In accordance with a preferred embodiment of the method for assembling an improved smart card reader of the present invention can further comprise designing the receive coil of the receive antenna to a geometrical shape for facilitating capturing maximum number of flux lines that pass through the card and minimum number of flux lines that do not pass through the card.

BRIEF DESCRIPTION OF THE DRAWINGS

The nature and scope of the present invention will be better understood from the accompanying drawings, which are by way of illustration of some preferred embodiments and not by way of any sort of limitation. In the accompanying drawings.

FIG. 1 illustrates a contact-less smart card system in accordance with a preferred embodiment of the present invention.

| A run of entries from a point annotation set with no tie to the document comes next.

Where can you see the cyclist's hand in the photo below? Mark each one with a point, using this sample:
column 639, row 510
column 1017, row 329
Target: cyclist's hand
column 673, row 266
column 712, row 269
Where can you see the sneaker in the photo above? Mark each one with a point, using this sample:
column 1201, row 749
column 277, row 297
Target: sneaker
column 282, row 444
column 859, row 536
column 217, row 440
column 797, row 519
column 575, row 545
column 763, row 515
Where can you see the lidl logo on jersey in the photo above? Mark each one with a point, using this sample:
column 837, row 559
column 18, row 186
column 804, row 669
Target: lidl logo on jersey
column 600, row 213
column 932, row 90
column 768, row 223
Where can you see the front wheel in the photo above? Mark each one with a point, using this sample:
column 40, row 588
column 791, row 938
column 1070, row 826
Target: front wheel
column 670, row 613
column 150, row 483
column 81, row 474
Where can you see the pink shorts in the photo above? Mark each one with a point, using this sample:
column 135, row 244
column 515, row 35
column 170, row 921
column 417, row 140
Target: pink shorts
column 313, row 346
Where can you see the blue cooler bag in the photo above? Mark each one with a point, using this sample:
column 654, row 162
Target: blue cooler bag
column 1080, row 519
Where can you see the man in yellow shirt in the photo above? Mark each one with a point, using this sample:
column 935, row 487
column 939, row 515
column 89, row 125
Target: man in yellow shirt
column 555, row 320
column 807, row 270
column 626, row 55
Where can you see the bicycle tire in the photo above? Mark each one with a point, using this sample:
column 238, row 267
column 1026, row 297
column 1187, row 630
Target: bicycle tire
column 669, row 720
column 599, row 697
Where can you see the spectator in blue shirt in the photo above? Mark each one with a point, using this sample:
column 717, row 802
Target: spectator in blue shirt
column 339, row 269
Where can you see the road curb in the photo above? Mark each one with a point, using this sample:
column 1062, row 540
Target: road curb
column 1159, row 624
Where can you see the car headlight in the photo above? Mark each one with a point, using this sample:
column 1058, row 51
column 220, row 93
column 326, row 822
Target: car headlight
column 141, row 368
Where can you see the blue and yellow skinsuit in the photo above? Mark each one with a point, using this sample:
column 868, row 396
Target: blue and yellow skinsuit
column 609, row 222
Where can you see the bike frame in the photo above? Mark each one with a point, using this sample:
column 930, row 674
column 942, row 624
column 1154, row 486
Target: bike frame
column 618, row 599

FIG. 2 illustrates a block diagram showing the various components of the smart card reader in accordance with a preferred embodiment of the present invention.

FIG. 3 illustrates an arrangement of the smart card reader antenna in accordance with a preferred embodiment of the invention.

FIG. 4 illustrates another arrangement of the smart card reader antenna in accordance with another preferred embodiment of the present invention.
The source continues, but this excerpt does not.